Jesus nasce como um nómada

NÓS SOMOS NOMADAS DA MISSÃO

«Naqueles dias …da casa e da descendência de David…»
Assim começa o anúncio da Boa Nova do nascimento de Jesus, no evangelho de Lucas (2,1-14) proclamado na noite de Natal. Realmente, esta descrição, entre a Síria, Galileia, Nazaré e Belém, mais parece uma lição de geografia. Quanto ao Imperador Augusto, Quirinus e a descendência de David, assemelha-se a mais uma aula de história.

Ao início podemos perguntar-nos, onde cabe Deus nisto tudo, qual é o seu lugar? Justamente, na noite de Natal, Deus entra na história e na geografia. Nesta noite Deus entra na história dos homens. Deus nasce homem, como todos os recém-nascidos, e nasce num momento da história do mundo e num lugar
concreto da terra.

Como qualquer um de nós, Jesus, Deus feito homem, é natural de um lugar e de uma época. Sem o saber
e sem o querer também, o Imperador Augusto e o governador Quirinus acabam por atestar no evangelho
de Lucas que Deus entrou na história dos homens. E logo de seguida, entrando na história dos homens,
Deus embarca nos acontecimentos humanos, no fluxo da atualidade (o êxodo provocado pelo
recenseamento promulgado pelo imperador).

Todo o mundo se põe a caminho, pelas estradas e montanhas, para se inscrever no seu lugar de
nascimento. Jesus ainda não nasceu e já pertence a um povo do êxodo. Desde antes do seu nascimento,
ele assume a vocação do seu povo que, desde Abraão e Moisés, é o povo da caminhada na fé, o povo de
peregrinos do coração, o povo dos caminhantes de Deus.

No mesmo instante todos retomam a sua condição de nómadas, como eram antigamente os seus
antepassados no deserto. Deus está lá no meio deles, na longa caminhada, a fadiga e o pó deste grande
êxodo. Deus está lá, à espera de nascer, e é no meio deste êxodo que Jesus vai nascer.

Jesus nasce como um nómada, como um filho de Abraão, como um filho de Moisés. Jesus nasce como
um imigrante. Jesus nasce como um pobre. Deus não escolheu nascer na glória, no poder, nas honrarias,
mas menino totalmente dependente. Nada é mais frágil, mais novo que um recém-nascido, uma criança,
porque com Deus, é sempre o momento de nascer, e nunca é demasiado tarde para começar a esperar.

4/ Que deslocações e interpelações para nós hoje seus discípulos?
Neste tempo que vivemos, embora ainda limitados pela COVID, este “nomadismo” físico, psicológico e
até espiritual deixa marcas nas nossas relações pessoais e nas nossas comunidades humanas e religiosas.
Deixar-se interpelar não é errado, é salutar. Não temos o monopólio da verdade, nem das estratégias
pastorais, podemos sempre aprender, mudar. Mas deixar-se interpelar tem que ser sempre sob o signo da
esperança: o que se segue será sempre diferente, e se possível, melhor que o anterior.
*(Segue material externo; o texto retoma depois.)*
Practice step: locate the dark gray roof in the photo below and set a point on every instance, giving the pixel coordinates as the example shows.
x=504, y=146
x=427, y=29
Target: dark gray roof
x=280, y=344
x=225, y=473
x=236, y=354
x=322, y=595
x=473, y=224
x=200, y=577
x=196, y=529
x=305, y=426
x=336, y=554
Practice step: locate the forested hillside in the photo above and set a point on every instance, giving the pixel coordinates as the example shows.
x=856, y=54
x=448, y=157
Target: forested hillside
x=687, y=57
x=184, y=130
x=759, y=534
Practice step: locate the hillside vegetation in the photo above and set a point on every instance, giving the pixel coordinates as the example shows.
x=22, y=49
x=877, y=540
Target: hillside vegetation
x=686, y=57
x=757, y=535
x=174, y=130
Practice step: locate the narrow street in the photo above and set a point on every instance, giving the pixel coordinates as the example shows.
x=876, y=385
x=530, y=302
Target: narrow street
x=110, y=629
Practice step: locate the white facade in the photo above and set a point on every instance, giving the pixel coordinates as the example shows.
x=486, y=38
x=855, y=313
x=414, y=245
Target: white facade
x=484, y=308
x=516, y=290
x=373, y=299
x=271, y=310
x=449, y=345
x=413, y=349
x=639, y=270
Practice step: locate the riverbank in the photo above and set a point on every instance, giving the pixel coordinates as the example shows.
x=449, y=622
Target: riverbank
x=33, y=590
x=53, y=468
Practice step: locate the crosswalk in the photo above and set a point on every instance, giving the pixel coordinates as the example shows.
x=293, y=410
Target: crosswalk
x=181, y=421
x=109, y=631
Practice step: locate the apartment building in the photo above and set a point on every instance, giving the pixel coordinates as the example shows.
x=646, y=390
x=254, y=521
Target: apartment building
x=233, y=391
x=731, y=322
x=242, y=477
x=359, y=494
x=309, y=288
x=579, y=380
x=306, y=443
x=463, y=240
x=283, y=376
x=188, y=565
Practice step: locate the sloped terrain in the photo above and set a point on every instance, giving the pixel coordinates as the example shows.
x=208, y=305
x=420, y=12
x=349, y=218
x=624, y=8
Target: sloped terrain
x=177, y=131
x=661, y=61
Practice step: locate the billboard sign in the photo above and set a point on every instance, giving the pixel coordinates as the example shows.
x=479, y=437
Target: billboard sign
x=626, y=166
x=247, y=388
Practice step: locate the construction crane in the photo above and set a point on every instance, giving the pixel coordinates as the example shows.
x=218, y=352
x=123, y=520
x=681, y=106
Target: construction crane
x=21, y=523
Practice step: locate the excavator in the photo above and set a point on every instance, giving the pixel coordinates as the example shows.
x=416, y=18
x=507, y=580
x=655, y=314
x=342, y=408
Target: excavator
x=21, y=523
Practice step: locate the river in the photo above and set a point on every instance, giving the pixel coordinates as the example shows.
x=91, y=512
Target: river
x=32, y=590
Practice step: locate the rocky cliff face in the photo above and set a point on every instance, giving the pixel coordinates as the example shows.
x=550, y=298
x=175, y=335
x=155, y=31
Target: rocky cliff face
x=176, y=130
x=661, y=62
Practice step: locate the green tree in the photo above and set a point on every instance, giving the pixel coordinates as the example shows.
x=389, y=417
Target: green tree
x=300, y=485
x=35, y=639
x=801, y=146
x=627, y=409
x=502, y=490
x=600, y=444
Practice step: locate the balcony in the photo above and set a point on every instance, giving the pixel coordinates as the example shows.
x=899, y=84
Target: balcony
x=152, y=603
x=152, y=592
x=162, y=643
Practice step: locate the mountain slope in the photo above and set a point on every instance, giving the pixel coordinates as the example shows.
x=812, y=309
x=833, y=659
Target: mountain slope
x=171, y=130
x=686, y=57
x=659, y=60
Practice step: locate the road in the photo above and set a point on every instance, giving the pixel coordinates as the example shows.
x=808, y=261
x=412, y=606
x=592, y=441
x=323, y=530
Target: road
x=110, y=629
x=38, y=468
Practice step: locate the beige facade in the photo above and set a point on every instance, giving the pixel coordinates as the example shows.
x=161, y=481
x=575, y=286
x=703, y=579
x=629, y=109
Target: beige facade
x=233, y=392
Deixar-se interpelar é estar atentos aos significados, por vezes escondidos dos interesses “profanos” : o sucesso profissional ; a valorização do individual ; a autonomia pessoal ; a liberdade de movimentos e responsabilidades ; a precariedade de compromissos a médio ou longo prazo ; o endeusamento do bem estar e da saúde, as relações interpessoais e comunicacionais ; os direitos humanos ; a solidariedade e voluntariado ; as experiências momentâneas ; etc… daqui terá que nascer ou teremos que fazer nascer a abertura ao absoluto.

Deixar-se interpelar é não se deixar asfixiar pelo peso das responsabilidades pastorais, mas guardar e
cultivar os contactos e relações naturais de proximidade com a gente.

Deixar-se interpelar é não cair no marasmo e pessimismo vocacional e missionário; é ousar, é acreditar;
e aproveitar todas as oportunidades e possibilidades que a sociedade, a comunidade, a Igreja nos dão
para “dar razões da nossa esperança”.

Deixar-se interpelar desinstalar-se das prerrogativas e “direitos” adquiridos; é, sem os perder,
desprender-se dos marcos de um passado nostálgico, que não te deixam avançar e viver em liberdade.
Deixar-se interpelar é, certamente, não ter medo, antes ousar construir uma pastoral renovada, uma
comunidade que vive de Jesus Cristo e o anuncia e testemunha.

Deixar-se interpelar é aceitar viver em continua mudança, agarrando-se ao essencial… Jesus Cristo.